Farbenkanon        

 

 

„Verfertige den Efodmantel (Obergewand des Hohepriesters) ganz aus violettem Purpur.“

(Ex 28,31 EU)

 

RÜCKBLICK:

 

Die kirchlichen Paramente, wie z. B. die liturgischen Gewänder der Kleriker und die Altartücher, waren in der Regel von weißer Farbe. Die textilen Insignien der Geistlichen (Stola, Meßgewand, Pulviale, Manipel, Dalmatik, usw.) hingegen waren gefärbt oder mit bunten Fäden bestickt.

Im Hochmittelalter entwickelten sich Farbensymboliken (z. B. Papst Innozenz III.: De sacro altaris mysterio 1,I,65): Man begann ausgewählte Farben enstprechenden Kirchenfesten zuzuordnen.

Der  r ö m i s c h e  Farbenkanon – außer weiß – entspricht jenen Farben, die man aus dem Sekret der Purpurschnecken herstellen konnte. Entsprechend der Menge des hinzugefügten Farbstoffs konnten folgende Textilfarben erzeugt werden: Rosa, Rot, Violett und Schwarz.

Grün entstand durch die Verwendung von Meerwasser oder Mineralien.

 

 

Mit der Veröffentlichung des Missale von Papst Pius V. (1570) wurden die liturgischen Farben verbindlich vorgeschrieben – und Lokaltraditionen verdrängt:

- Weiß: Weihnachts- und Osterzeit, Herren- Marien- und Heiligenfeste,  

      Gründonnerstag

- Rot: Apostel- und Martyrerfesten, Pfingstwoche

- Violett: Advents- und Fastenzeit, Bittprozessionen, Herbstquatember

(- Rosa: Dritter Adventssonntag, vierter Fastensonntag)

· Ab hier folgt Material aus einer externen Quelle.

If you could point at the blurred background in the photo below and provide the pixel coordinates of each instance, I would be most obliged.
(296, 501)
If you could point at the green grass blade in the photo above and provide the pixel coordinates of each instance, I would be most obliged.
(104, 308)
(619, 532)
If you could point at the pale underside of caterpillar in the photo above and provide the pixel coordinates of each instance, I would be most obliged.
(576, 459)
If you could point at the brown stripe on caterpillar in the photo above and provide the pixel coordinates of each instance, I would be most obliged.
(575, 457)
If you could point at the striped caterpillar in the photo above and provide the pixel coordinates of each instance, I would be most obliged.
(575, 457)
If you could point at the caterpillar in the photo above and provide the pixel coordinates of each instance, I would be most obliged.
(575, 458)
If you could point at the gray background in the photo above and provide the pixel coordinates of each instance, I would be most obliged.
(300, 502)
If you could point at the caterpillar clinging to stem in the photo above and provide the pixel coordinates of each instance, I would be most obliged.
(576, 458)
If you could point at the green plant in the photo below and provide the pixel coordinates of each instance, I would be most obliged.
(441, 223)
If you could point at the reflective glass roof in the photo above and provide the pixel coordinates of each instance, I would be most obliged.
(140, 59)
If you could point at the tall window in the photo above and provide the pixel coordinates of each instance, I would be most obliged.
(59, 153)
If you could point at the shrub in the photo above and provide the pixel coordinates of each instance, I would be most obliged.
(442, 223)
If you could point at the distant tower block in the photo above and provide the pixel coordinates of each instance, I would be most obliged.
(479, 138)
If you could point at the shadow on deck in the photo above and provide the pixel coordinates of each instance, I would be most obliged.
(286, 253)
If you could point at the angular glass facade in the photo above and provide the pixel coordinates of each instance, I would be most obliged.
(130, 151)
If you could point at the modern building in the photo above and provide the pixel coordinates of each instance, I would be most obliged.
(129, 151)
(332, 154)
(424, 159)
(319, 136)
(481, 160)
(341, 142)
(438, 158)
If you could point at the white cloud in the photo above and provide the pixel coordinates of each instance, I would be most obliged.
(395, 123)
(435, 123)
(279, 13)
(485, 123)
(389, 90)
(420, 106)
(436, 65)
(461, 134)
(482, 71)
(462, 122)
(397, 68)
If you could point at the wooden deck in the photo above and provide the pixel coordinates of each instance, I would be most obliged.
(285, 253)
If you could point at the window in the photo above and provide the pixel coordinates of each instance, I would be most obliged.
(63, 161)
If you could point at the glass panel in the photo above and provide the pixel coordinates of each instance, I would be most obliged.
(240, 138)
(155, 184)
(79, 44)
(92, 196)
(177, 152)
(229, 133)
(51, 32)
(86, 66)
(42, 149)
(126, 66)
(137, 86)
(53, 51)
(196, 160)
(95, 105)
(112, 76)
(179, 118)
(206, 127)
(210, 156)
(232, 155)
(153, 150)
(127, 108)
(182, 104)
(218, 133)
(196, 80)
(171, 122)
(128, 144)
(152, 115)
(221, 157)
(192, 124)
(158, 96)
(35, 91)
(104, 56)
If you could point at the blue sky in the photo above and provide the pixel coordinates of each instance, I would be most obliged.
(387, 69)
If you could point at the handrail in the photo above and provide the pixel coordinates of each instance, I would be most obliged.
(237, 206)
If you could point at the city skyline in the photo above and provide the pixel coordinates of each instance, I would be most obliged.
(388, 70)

- Schwarz: Karfreitag, Totenmessen

- Grün: Gewöhnliche Sonn- und Wochentage

 

In einigen Regionen (z. B. Bayern und Spanien) konnten (hell-)blaue Paramente für Marienfeste verwendet werden.

 

Für die Spendung von Sakramenten und Sakramentalien entwickelte sich folgende Farbregel:

- Taufe: 1. Teil der Feier: Violett; 2. Teil: Weiß

- Beichte: Violett

- Trauung: Weiß 

- Krankenkommunion: Farbe des Tages oder Weiß

- Letzte Ölung: Violett

- Kinderbegräbnis: Weiß

- Erwachsenenbegräbnis: Schwarz

- Sakramentalien: Farbe des Tages oder Weiß

- usw.

 

Auch den einzelnen Ständen des höheren Klerus wurden Farben zugewiesen:

- Papst: Weiß

- Kardinäle: Rot

- Bischöfe: Grün bzw. Violett

- usw.

Diese Standesfarben fanden sich auch in der Alltagskleidung der Geistlichen (z. B. Soutane) und deren Wappen wieder.

Die Trauerfarbe der Päpste war Rot und der Kardinäle Violett.

 

 

GEGENWART:
 

 

Regelung von 1970:

 

- Weiß: Oster- und Weihnachtszeit, Feste des Herrn, Mariens, der Engel  

      und heiligen Nichtmartyrer; Allerheiligen, Geburt Johannes des  

      Täufers, Evangelist Johannes, Kathedra Petri, Bekehrung des    

      Apostels Paulus

- Rot: Palmsonntag, Karfreitag, Apostel, Evangelisten, Martyrer

- Grün: Sonn- und Wochentage im Jahreskreis

- Violett: Advents- und Fastenzeit (Meßfeier für Verstorbene)

(- Schwarz: Meßfeier für Verstorbene)

(- Rosa: Dritter Adventssonntag, vierter Fastensonntag)
 

Die Bischofskonferenzen können weitere Regelungen treffen.

 

Die Trauerfarben der Päpste und Kardinäle wurden abgeschafft. Trotzdem werden die verstorbenen Päpste auch weiterhin in einem roten Meßgewand beigesetzt.